Il faut bien comprendre que l’indemnisation n’est pas automatique. Elle repose sur l’existence d’un lien clair entre l’action de chasse et le dommage subi. Si ce lien ne peut être démontré (par exemple, une clôture abîmée dont on ne peut prouver qu’elle l’a été pendant une battue), le dossier peut être rejeté. De même, si le chasseur en faute n’est pas identifié, l’assurance peut refuser d’indemniser, sauf si la battue était organisée par une ACCA (Association Communale de Chasse Agréée) ou une société de chasse assurée. Enfin, certaines polices d’assurance prévoient des franchises ou des plafonds d’indemnisation.
Cas particulier : les dégâts de gibier
Autre situation fréquente : les dégâts causés par la faune sauvage. Le sanglier est, à ce titre, l’espèce responsable de la grande majorité des dégâts agricoles en France. Là encore, la loi prévoit une indemnisation, mais uniquement pour les agriculteurs via un dispositif géré par les fédérations départementales. Les particuliers (propriétaires de jardins, de vergers, ou d’espaces boisés non cultivés) ne peuvent prétendre à cette indemnisation, sauf exception locale prévue par arrêté préfectoral. En revanche, ils peuvent installer des dispositifs de protection (clôtures, répulsifs) ou demander un classement en espèce susceptible d’occasionner des dégâts (anciennement « nuisible »), pour obtenir le droit de capture ou de tir.
Les recours en justice restent possibles
Si la réponse de la fédération ou de l’assurance ne satisfait pas le particulier, celui-ci peut saisir la justice. En fonction du litige, le tribunal compétent sera le tribunal judiciaire (dommages matériels ou corporels) ou administratif (si une faute est imputée à une collectivité territoriale ou à une association agréée). Il est alors vivement conseillé de se faire assister par un avocat ou une association de protection, notamment dans les cas de litiges impliquant des animaux domestiques ou des propriétés privées.
Qu’en est-il des actions de braconnage illégales ?

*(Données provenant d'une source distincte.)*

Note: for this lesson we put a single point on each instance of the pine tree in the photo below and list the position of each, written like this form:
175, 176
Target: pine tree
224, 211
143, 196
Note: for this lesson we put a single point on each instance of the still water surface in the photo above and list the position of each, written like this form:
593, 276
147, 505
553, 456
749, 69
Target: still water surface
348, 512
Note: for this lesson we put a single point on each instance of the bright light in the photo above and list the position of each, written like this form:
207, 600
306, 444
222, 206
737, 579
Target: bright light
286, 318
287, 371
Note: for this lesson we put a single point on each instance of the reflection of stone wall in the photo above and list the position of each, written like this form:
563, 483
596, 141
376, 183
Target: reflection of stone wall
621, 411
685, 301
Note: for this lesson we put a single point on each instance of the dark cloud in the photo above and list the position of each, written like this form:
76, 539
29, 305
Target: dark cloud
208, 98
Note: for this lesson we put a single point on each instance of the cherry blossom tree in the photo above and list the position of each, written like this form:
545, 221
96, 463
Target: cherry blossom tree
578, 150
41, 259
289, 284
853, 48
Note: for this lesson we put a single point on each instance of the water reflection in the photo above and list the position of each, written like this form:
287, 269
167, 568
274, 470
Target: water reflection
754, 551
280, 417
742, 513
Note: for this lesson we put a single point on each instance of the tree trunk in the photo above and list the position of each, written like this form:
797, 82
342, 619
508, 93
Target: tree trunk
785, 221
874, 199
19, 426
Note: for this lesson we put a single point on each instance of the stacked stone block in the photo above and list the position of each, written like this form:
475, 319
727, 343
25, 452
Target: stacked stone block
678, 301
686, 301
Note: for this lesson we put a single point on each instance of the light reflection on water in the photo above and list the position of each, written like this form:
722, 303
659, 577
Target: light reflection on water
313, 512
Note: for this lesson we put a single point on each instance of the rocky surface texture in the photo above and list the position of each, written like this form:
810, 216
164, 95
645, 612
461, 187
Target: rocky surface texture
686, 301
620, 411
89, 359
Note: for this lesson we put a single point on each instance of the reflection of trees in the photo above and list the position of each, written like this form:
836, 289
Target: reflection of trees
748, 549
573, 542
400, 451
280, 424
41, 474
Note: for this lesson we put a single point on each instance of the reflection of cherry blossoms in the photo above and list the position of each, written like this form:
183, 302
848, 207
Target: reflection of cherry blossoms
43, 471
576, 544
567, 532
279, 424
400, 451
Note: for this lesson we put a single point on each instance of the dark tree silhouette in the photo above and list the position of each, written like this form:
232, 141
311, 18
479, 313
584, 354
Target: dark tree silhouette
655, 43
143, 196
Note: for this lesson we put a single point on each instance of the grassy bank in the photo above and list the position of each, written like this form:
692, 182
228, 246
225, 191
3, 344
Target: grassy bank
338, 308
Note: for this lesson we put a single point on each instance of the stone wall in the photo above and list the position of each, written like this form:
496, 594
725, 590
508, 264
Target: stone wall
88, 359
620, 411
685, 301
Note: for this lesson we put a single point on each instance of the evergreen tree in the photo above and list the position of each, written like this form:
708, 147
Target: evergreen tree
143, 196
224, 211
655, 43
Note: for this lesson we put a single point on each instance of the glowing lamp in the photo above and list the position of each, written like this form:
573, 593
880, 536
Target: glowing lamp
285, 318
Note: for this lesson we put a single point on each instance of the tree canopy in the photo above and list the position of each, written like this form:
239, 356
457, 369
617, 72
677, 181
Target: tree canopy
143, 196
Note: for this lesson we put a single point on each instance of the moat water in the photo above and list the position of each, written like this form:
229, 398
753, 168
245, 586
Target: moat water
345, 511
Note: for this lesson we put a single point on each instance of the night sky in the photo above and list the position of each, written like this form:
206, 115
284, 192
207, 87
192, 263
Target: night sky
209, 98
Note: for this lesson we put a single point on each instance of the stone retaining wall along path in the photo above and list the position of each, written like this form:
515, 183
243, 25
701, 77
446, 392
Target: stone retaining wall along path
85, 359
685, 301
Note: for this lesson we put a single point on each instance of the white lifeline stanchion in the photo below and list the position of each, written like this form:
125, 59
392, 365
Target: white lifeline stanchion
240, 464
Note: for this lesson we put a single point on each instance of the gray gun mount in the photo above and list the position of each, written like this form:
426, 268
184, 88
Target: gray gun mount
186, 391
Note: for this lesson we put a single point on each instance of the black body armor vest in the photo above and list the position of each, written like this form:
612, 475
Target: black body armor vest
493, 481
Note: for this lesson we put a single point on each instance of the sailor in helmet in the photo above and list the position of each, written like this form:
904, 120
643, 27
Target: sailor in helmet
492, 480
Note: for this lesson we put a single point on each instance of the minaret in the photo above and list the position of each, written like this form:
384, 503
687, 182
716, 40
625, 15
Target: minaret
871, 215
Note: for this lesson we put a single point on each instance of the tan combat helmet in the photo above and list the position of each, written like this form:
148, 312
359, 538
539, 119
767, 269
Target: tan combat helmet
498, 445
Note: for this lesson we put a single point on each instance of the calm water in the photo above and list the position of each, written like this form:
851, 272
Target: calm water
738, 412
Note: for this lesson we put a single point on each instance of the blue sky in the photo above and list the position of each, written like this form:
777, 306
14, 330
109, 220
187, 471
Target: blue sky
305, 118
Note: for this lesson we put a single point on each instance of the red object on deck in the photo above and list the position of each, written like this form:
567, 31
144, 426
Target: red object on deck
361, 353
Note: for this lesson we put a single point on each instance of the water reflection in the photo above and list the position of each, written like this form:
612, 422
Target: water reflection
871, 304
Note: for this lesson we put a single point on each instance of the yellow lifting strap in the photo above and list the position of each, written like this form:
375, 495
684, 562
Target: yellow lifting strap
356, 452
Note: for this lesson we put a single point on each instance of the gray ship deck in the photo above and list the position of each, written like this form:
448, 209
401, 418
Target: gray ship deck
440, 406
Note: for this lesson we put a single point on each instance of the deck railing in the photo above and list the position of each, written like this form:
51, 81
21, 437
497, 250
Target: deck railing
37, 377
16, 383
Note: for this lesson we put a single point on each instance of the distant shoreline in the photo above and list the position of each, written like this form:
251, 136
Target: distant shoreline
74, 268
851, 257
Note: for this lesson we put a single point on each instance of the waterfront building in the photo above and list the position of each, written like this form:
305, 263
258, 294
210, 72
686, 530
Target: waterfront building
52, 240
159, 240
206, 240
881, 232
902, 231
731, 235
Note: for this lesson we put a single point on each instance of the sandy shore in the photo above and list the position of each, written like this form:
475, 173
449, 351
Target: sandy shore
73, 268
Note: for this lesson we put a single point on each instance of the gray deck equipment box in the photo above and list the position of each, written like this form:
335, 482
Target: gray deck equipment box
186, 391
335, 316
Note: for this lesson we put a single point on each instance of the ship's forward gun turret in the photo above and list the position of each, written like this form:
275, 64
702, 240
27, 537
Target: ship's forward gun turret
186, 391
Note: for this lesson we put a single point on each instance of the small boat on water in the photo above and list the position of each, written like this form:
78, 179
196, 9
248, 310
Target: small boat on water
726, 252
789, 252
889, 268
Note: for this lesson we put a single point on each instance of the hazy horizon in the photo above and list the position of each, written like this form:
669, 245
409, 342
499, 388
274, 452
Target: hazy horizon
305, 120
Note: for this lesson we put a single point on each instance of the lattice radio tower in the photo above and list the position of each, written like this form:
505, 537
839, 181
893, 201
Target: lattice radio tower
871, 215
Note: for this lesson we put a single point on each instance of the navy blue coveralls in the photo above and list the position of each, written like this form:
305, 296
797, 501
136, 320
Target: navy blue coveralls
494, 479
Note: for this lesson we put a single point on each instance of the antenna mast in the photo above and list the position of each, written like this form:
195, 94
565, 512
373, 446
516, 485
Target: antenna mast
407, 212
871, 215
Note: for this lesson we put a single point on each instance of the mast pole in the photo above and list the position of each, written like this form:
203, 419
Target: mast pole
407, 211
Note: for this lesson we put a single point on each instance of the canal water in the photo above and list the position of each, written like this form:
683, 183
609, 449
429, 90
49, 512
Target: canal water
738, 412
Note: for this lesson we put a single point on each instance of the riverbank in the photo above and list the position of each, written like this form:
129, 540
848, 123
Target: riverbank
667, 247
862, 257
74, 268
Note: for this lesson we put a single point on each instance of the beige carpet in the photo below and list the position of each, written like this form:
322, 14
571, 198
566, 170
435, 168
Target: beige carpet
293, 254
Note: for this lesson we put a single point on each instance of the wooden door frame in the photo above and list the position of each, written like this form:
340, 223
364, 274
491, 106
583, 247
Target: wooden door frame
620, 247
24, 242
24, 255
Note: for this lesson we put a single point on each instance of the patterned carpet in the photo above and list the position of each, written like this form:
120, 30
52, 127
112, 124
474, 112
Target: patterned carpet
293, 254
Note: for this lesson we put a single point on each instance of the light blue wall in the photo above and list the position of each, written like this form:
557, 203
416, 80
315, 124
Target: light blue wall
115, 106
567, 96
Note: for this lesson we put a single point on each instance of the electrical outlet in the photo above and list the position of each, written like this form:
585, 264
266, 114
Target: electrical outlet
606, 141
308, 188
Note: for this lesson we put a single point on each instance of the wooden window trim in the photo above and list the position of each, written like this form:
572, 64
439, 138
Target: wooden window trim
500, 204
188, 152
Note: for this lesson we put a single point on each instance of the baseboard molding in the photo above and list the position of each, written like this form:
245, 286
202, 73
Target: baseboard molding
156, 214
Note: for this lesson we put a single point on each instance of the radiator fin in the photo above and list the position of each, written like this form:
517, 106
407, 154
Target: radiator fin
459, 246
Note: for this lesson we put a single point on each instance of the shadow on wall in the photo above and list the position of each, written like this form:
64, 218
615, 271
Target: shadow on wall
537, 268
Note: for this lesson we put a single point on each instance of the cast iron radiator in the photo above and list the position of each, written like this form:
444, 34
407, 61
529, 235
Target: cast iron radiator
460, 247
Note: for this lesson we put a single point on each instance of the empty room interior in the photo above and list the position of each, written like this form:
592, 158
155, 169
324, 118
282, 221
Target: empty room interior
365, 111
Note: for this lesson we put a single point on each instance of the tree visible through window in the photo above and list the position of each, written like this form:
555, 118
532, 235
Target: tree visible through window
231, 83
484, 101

Dans certains cas, des actions de chasse sont menées en dehors de tout cadre légal : chasse sans autorisation, en dehors des périodes d’ouverture, à proximité immédiate d’habitations ou en violation des règles de sécurité. Ces situations relèvent du pénal. Le particulier lésé peut déposer plainte auprès de la gendarmerie ou du procureur. En cas de condamnation, des dommages et intérêts peuvent être alloués au titre du préjudice subi, en plus des amendes infligées aux contrevenants. Là encore, les preuves sont essentielles.
Le rôle des mairies et de la préfecture
En cas de tensions répétées ou de sentiment d’insécurité, les particuliers peuvent également alerter leur mairie. Le maire, garant de la sécurité publique sur sa commune, peut prendre des arrêtés temporaires ou alerter les services de l’État. De son côté, la préfecture peut restreindre certaines zones de chasse ou revoir les plans de chasse en cas de déséquilibres importants.
Prévenir plutôt que guérir : la concertation comme solution
Enfin, avant d’en arriver à l’indemnisation ou au contentieux, la concertation locale reste la meilleure voie. De nombreuses ACCA organisent des réunions d’information, des battues encadrées et ouvertes aux riverains, ou mettent en place des médiateurs cynégétiques. Des panneaux de signalisation, un balisage visible des zones chassées et des outils numériques (SMS, cartes interactives) peuvent également réduire les risques de conflit.
Prévention et dialogue restent les armes les plus efficaces
Oui, un particulier peut demander une indemnisation aux chasseurs, mais sous certaines conditions strictes. L’existence d’un dommage réel, l’identification de l’auteur ou de l’organisation responsable, et le respect des procédures administratives sont essentiels. Dans un contexte où la cohabitation entre les usagers de la nature est parfois tendue, l’information, la prévention et le dialogue restent les armes les plus efficaces pour éviter les contentieux et faire vivre la chasse dans le respect du droit et des citoyens.